Gatti & Misfatti
Hallo Piti

di Cristiano Gatti

Mi spiace molto che abbiano impallinato Valverde alla vigilia del Tour. Visti i tempi biblici che le autorità internazionali si sono prese per definirlo ufficialmente Dopato, avrei preferito che tirassero in là ancora un mesetto. Così, tanto per vedere all’opera i nostri amici francesi, quelli tanto rigorosi e irreprensibili con i Di Luca, gli Ullrich, i Basso: con questi, un modo per lasciarli a casa l’hanno sempre trovato, con Valverde invece si sono sempre trincerati dietro i cavilli legali per lasciarlo in gara (resterà nei loro gloriosi annali il trionfo del Dopato nella Liegi-Bastogne-Liegi, or­ganizzata sempre dai signori del Tour).

Sì, mi sarebbe proprio piaciuto vederli all’opera, nella più clamorosa ar­ram­picata sugli specchi della sto­ria, titanica impresa per riuscire comunque a far partire il Dopato nella loro pulitissima e irreprensibile corsa. E dire semplicemente che quello può correre sempre, in Francia, anche se ha a suo carico 35 ergastoli, perché porta la maglia di una grande banca che versa grandi somme alla grande corsa? Forse farebbero migliore figura. Ma si sa come sono i francesi: trovano sempre una buona forma per nascondere la sostanza. Noi la chiamiamo volgarmente ipocrisia, loro la chiamano civiltà. Però io non dimentico mai che loro hanno inventato il profumo per nascondere i cattivi odori della sporcizia, e questo dirà pur qualcosa sulla loro indole nazionale…

In ogni caso, guardiamo il risultato. Ce lo siamo levato dai piedi, il Dopato peggiore di tutti. Peggiore non tan­to perché abbia usato più roba degli altri (magari, chissà), quan­to per come si è comportato in tutto questo tempo. Lo dico senza problemi, a costo di passare per forcaiolo: due anni, per lui, sono niente. Ne servivano almeno quattro. Una pe­na ad personam, adeguata alla vergognosa, spudorata, offensiva condotta tenuta da lui stesso e dal suo Paese dopo l’Opera­cion Puerto. Ha negato di esistere, non ha mai riconosciuto neppure l’evidenza, si è aggrappato a tutti i cavilli possibili e immaginabili per gettare fango sulla giustizia. Dopato e sfrontato. Altro che due anni: quando un atleta dimostra di non ravvedersi minimamente, di non collaborare minimamente, di non pentirsi minimamente, io sarei per la radiazione. Fuori dai piedi, una volta per sempre. Di gente simile non abbiamo proprio bisogno, in periodi co­me questo.

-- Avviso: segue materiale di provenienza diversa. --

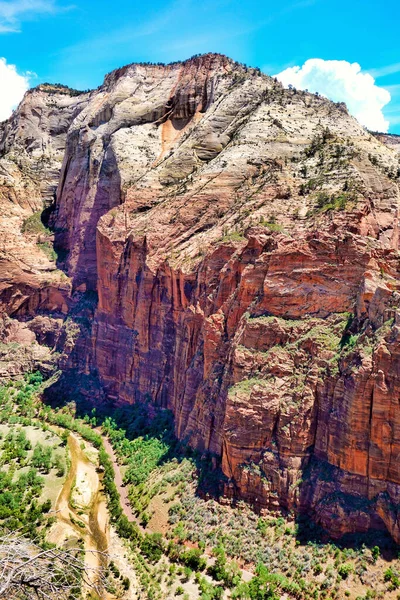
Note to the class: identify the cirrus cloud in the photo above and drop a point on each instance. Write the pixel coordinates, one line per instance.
(13, 86)
(342, 81)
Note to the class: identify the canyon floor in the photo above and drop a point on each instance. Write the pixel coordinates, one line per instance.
(205, 265)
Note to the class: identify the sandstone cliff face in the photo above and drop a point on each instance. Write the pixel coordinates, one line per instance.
(243, 243)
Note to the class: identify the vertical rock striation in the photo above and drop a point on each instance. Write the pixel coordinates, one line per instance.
(243, 243)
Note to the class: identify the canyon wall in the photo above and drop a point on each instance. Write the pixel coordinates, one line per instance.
(238, 243)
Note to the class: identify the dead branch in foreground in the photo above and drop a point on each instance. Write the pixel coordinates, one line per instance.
(30, 572)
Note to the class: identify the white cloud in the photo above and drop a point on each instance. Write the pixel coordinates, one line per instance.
(342, 81)
(11, 13)
(13, 86)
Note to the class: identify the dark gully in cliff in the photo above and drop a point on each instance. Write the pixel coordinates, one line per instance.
(228, 249)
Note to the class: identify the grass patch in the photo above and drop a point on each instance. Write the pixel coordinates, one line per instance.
(34, 225)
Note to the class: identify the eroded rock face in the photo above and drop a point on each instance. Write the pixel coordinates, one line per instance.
(243, 243)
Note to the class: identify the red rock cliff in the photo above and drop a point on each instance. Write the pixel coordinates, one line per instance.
(243, 242)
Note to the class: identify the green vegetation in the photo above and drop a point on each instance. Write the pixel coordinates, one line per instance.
(160, 471)
(234, 236)
(34, 225)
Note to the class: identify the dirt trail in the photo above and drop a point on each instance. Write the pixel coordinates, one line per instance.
(81, 509)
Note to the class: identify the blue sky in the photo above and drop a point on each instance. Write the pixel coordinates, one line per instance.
(76, 43)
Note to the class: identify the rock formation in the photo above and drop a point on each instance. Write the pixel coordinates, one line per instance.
(236, 245)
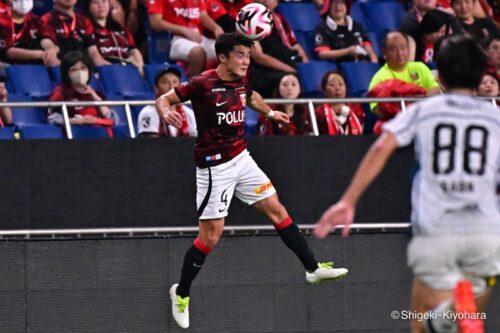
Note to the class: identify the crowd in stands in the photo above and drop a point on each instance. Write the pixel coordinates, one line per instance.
(73, 38)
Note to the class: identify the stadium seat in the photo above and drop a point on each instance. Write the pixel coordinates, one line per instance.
(310, 75)
(55, 75)
(89, 132)
(41, 132)
(122, 80)
(151, 70)
(358, 76)
(251, 122)
(7, 133)
(306, 40)
(158, 47)
(302, 16)
(383, 15)
(32, 80)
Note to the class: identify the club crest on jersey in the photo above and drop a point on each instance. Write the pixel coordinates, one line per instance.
(243, 99)
(232, 118)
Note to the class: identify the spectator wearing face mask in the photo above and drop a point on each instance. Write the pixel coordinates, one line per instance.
(76, 73)
(20, 39)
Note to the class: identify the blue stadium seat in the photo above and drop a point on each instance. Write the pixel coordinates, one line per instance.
(357, 15)
(358, 76)
(303, 16)
(158, 47)
(89, 132)
(41, 132)
(151, 70)
(55, 75)
(310, 75)
(251, 122)
(32, 80)
(306, 40)
(122, 80)
(383, 15)
(7, 133)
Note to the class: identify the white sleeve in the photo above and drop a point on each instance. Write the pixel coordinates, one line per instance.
(404, 125)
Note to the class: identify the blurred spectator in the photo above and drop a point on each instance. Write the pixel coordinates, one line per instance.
(275, 54)
(149, 122)
(406, 78)
(187, 21)
(478, 28)
(431, 29)
(338, 118)
(5, 112)
(411, 21)
(76, 73)
(492, 47)
(339, 38)
(489, 86)
(64, 30)
(224, 12)
(288, 88)
(20, 35)
(114, 41)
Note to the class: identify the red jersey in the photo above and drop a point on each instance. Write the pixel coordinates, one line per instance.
(62, 93)
(114, 41)
(217, 8)
(70, 33)
(219, 109)
(180, 12)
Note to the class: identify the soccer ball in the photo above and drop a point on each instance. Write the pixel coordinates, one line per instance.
(254, 21)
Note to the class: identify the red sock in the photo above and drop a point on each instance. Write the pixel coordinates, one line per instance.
(283, 224)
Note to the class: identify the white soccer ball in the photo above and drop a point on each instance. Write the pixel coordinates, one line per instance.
(254, 21)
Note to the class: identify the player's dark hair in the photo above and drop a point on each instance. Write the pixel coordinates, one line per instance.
(69, 60)
(386, 38)
(225, 43)
(461, 63)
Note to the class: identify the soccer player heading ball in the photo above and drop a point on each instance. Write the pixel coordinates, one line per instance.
(225, 167)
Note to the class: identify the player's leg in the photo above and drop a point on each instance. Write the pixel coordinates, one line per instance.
(254, 188)
(215, 188)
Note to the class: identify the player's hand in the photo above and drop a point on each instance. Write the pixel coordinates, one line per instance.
(342, 213)
(281, 117)
(172, 117)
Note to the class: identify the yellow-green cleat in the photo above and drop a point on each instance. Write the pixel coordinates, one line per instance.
(180, 307)
(326, 272)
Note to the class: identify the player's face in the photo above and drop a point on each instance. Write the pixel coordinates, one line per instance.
(463, 9)
(238, 61)
(488, 87)
(424, 5)
(167, 82)
(66, 4)
(494, 53)
(434, 36)
(396, 52)
(335, 86)
(338, 9)
(99, 9)
(289, 87)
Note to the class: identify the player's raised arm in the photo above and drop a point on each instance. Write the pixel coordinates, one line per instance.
(256, 102)
(168, 114)
(342, 213)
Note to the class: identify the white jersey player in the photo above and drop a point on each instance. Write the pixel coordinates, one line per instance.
(455, 251)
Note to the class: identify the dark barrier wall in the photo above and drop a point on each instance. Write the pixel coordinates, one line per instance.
(122, 183)
(248, 284)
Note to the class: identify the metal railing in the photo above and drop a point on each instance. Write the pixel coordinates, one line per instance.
(128, 113)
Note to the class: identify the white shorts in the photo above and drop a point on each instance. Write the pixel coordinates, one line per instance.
(216, 185)
(443, 260)
(180, 47)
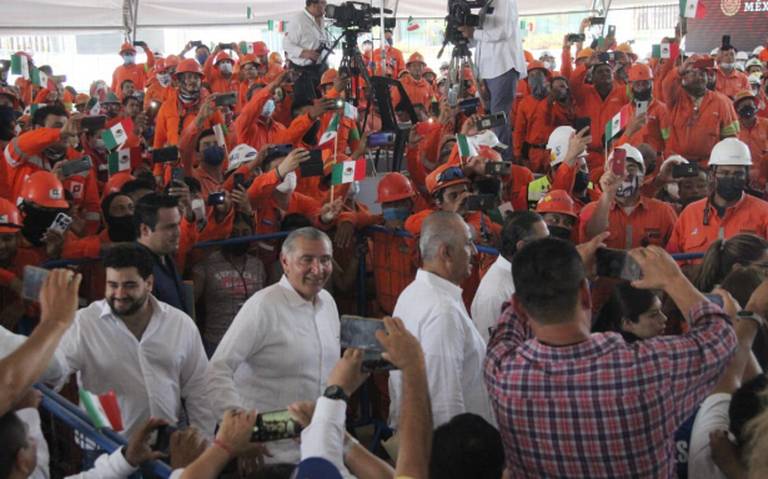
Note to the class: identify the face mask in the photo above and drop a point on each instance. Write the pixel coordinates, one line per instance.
(268, 109)
(288, 184)
(559, 232)
(121, 228)
(395, 214)
(730, 188)
(164, 79)
(213, 155)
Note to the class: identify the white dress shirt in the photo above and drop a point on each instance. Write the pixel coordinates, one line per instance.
(150, 376)
(498, 46)
(54, 375)
(495, 288)
(279, 349)
(303, 33)
(433, 311)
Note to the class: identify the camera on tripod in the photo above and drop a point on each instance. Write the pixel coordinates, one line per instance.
(357, 16)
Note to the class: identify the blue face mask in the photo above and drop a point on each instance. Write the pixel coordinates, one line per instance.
(396, 214)
(213, 155)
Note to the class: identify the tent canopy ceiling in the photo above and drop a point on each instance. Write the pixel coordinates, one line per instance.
(28, 15)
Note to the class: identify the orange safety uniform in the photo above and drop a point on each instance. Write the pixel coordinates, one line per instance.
(650, 223)
(700, 224)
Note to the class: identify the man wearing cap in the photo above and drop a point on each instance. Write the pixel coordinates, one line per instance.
(728, 210)
(130, 70)
(698, 118)
(632, 220)
(754, 132)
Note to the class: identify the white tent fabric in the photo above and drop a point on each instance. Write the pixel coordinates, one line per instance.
(21, 16)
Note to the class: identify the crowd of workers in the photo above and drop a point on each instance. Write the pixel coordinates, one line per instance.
(666, 155)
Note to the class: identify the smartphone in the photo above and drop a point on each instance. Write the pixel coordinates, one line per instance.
(61, 223)
(498, 168)
(216, 198)
(313, 166)
(93, 123)
(32, 282)
(381, 138)
(619, 162)
(274, 426)
(227, 99)
(360, 333)
(480, 202)
(492, 121)
(165, 155)
(616, 263)
(75, 167)
(686, 170)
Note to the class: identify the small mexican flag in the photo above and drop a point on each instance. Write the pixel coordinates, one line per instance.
(114, 136)
(329, 135)
(348, 171)
(467, 147)
(617, 123)
(692, 8)
(103, 409)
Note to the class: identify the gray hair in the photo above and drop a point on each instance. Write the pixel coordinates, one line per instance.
(308, 233)
(440, 228)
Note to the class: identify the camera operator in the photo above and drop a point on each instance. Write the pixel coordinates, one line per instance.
(499, 59)
(305, 43)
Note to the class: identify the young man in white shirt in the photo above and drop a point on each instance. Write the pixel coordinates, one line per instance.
(284, 341)
(148, 352)
(497, 286)
(432, 310)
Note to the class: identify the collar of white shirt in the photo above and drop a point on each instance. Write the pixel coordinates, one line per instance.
(437, 282)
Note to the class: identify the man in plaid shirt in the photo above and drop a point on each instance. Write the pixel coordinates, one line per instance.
(574, 404)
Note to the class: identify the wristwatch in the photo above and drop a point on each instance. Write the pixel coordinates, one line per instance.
(335, 392)
(744, 314)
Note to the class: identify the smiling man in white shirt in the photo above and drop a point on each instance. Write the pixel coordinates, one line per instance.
(284, 341)
(148, 352)
(432, 310)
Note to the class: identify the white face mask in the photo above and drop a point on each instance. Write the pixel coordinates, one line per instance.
(288, 184)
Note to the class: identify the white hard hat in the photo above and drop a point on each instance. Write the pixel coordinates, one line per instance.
(558, 143)
(241, 154)
(730, 152)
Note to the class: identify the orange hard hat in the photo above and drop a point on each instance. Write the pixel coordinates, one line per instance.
(329, 76)
(557, 201)
(127, 47)
(444, 176)
(394, 187)
(188, 65)
(43, 189)
(640, 72)
(10, 219)
(416, 57)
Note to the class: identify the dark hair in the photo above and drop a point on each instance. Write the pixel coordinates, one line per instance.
(746, 403)
(625, 302)
(723, 254)
(466, 446)
(38, 118)
(129, 255)
(147, 208)
(13, 437)
(548, 274)
(518, 226)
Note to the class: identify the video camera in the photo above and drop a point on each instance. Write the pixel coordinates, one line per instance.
(357, 16)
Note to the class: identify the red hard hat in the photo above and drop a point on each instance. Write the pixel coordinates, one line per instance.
(10, 219)
(444, 176)
(188, 65)
(640, 72)
(394, 187)
(43, 189)
(557, 201)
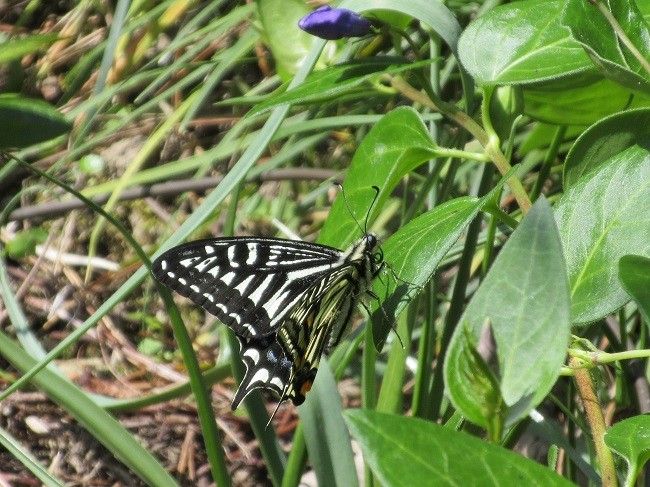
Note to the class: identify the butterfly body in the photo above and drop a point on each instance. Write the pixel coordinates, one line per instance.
(287, 301)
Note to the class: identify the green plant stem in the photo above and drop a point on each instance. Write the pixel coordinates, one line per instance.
(622, 35)
(600, 358)
(490, 145)
(488, 248)
(211, 436)
(458, 297)
(501, 215)
(594, 413)
(426, 353)
(461, 154)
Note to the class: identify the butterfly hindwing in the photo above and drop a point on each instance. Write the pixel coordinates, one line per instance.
(267, 367)
(248, 283)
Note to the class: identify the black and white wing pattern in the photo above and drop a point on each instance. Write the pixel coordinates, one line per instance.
(248, 283)
(286, 301)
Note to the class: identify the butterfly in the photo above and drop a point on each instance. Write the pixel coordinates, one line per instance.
(287, 301)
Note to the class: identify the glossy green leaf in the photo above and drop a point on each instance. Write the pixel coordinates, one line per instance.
(25, 242)
(630, 438)
(328, 440)
(405, 451)
(337, 80)
(601, 218)
(288, 44)
(15, 49)
(521, 42)
(531, 335)
(432, 14)
(604, 140)
(591, 29)
(413, 253)
(634, 274)
(563, 103)
(27, 121)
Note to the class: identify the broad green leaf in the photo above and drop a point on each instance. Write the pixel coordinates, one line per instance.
(525, 299)
(604, 140)
(591, 29)
(405, 451)
(14, 49)
(27, 121)
(519, 43)
(337, 80)
(630, 438)
(601, 218)
(288, 44)
(634, 274)
(580, 104)
(328, 440)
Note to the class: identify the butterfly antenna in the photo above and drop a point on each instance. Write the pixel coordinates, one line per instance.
(347, 205)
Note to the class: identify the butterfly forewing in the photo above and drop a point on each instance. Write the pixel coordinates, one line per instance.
(248, 283)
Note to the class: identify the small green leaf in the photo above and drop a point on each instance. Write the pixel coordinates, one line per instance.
(27, 121)
(630, 438)
(25, 242)
(591, 29)
(602, 217)
(531, 335)
(337, 80)
(411, 451)
(634, 273)
(482, 385)
(603, 140)
(328, 441)
(521, 42)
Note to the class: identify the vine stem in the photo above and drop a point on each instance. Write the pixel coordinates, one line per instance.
(490, 145)
(595, 419)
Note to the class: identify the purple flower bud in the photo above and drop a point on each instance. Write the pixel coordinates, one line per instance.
(334, 23)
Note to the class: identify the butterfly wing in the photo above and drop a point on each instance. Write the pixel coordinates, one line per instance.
(288, 363)
(248, 283)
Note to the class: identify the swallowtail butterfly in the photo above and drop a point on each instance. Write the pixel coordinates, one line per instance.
(287, 301)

Valverde non è comunque l’unico a uscire malissimo da questa interminabile novela. Lui è il peggiore, ma altri hanno dato. Penso alla federazione spagnola che ha in­sabbiato tutto, parlando addirittura di congiura e accanimento. Penso all’Uci, che ha dor­mito il sonno degli ingiusti, accettando supinamente e fatalisticamente gli arroganti schiaf­foni di Valverde. Penso alle squadre avversarie, che non hanno mai avvertito il mi­nimo senso di ribellione dovendo correre - e spesso farsi battere - dal Dopato: chiaro, non po­tevano squalificarlo loro, ma potevano almeno boicottare lui e le corse che lo ospitavano, un gesto clamoroso che avrebbe si­curamente registrato molti ef­fetti. Infine, penso anche a tan­ti miei colleghi, che ineffabili e tranquilli hanno continuato in tutti questi anni a raccontarci il fenomeno Valverde, ovviamente dopo essersi accaniti come bestie sui campioni rotolati nel­la polvere. Complimenti per il senso etico ed estetico.

Anche se adesso tutti gridano vittoria, anche se tutti sembrano padri e madri della squalifica, non cambia nulla. In questa storia, c’è un solo vincitore, che può davvero andar fiero del suo lavoro: è il piemme del Coni …….. Torri. Solo lui, con la sua geniale inchiesta, ha dimostrato voglia e determinazione di mettere fine a uno scandalo mondiale. A lui, soltanto a lui, tutti i meriti. Se poi mi è concesso un peccatuccio di narcisismo, un piccolo applauso anche a noi di tuttoBICI: come dimostra la raccolta, non abbiamo mai mollato la presa. Ci sono stati periodi in cui ci hanno da­to dei maniaci ossessivi. Qual­cuno ci ha pure accusato di ave­re qualcosa di personale contro Valverde. A tutti questi amici che ci hanno guardato con il sorrisino di compassione, un caro saluto. E un proverbio che aiuta sempre: quando il dito indica la luna, l’imbecille guarda il dito.